Die Visitatoren in der Stadt: Berlin-Cölln (Sommer 1540)

Die Visitatoren in der Stadt: Berlin-Cölln (Sommer 1540)

St. Nikolai, Berlin
(Quelle: https://commons.wikimedia.org/w/index.php?curid=16098208)

Zwischen September 1539 und Juli 1540 war in drei Schritten die Reformation im Kurfürstentum Brandenburg eingeführt worden: evangelische Predigt – evangelisches Abendmahl – reformatorische Kirchenordnung. Einführung der Reformation hieß aber längst nicht, dass die Reformation überall angekommen war und umgesetzt wurde. Vielmehr war die Kirchenerneuerung vor Ort und die Einwurzelung evangelischen Glaubens und Lebens ein Prozess von Jahren und Jahrzehnten. Ein wichtiges Mittel, die Reformation in der Breite des Landes durchzusetzen, waren die Visitationen.

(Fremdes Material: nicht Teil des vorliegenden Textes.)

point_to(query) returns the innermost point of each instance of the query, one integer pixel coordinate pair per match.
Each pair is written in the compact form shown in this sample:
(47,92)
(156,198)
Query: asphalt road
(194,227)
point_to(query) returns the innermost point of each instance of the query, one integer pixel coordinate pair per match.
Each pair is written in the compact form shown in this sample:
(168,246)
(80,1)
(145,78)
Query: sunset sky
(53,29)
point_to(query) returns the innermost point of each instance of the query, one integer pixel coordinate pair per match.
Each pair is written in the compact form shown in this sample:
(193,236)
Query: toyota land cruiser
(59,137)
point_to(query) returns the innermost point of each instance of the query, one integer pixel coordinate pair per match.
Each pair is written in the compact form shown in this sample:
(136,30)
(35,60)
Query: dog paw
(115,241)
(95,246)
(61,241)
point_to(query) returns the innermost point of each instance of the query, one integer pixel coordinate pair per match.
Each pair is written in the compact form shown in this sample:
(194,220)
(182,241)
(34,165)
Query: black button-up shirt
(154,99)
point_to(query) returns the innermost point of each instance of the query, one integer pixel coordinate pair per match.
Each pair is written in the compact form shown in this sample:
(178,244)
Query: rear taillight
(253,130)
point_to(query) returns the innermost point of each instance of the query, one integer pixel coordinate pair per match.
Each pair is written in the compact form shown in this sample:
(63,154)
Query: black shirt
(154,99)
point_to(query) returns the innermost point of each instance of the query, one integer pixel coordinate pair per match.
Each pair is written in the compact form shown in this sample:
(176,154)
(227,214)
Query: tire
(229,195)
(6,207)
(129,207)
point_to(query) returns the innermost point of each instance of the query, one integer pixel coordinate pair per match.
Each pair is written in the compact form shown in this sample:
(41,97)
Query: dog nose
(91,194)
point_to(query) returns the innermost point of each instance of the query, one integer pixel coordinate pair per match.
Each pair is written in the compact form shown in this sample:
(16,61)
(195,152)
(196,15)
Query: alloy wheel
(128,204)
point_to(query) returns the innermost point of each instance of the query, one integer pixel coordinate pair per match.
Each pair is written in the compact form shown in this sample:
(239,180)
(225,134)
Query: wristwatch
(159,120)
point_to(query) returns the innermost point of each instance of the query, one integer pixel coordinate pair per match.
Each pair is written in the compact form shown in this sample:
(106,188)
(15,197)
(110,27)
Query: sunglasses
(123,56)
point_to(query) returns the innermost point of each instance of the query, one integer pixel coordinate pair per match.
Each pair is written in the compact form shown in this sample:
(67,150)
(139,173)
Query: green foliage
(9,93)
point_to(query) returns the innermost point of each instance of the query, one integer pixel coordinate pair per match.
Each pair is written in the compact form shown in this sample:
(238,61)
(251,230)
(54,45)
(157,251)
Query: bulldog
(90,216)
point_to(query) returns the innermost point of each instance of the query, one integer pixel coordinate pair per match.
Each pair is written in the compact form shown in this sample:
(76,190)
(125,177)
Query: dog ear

Kurfürst Joachim II. beauftragte eine Gruppe von Beamten und Geistlichen damit, das Kurfürstentum zu bereisen, die kirchlichen Verhältnisse vor Ort zu protokollieren und die nötigen Veränderungen anzuordnen: evangelische Pfarrer einzusetzen, die Kirchenfinanzen zu ordnen, Klöster zu schließen und anderes mehr. Die Akten der Visitationen sind überliefert und zeichnen ein buntes Bild der kirchlichen Wirklichkeit damals.

Die erste Visitation begann im Sommer 1540 in der Doppelstadt Berlin-Cölln. Die Kirchenordnung war mittlerweile gedruckt worden und konnte bei der Visitation als in Zukunft verbindliche Norm an die Gemeinden weitergegeben werden. So geschah es auch in Berlin-Cölln. Alle Fragen, die in der Kirchenordnung nicht geregelt waren, wurden vor Ort geklärt und in einem „Visitationsabschied“ festgehalten: etwa die Verpflichtungen der Geistlichen, die Neuordnung der Hospitäler oder der Umgang mit den Bettlern. Was den letzten Punkt angeht gibt der Berliner Visitationsabschied von 1540 einen Einblick in das Alltagsleben: In der Stadt gab es viele Bettler, die nicht unbedingt Hilfe zu brauchen schienen. Die Visitatoren befahlen, dass alle Bettler überprüft werden müssten: Wer tatsächlich nicht für seinen Unterhalt selbst sorgen konnte, bekam ein Zeichen, das am Hut oder Schleier zu tragen war, und nur mit diesem Zeichen durfte man auf den Straßen der Stadt betteln. Für einheimische Arme gab es weitere Unterstützungsmöglichkeiten, etwa die Hospitäler oder den Gemeinen Kasten, die in Notlagen aushalfen. Im Ganzen konnte die Armenfürsorge jedoch die Not nur wenig lindern. Es sollte noch Jahrhunderte dauern, bis –durch die christlichen Kirchen entscheidend befördert – der moderne Sozialstaat Abhilfe schaffte.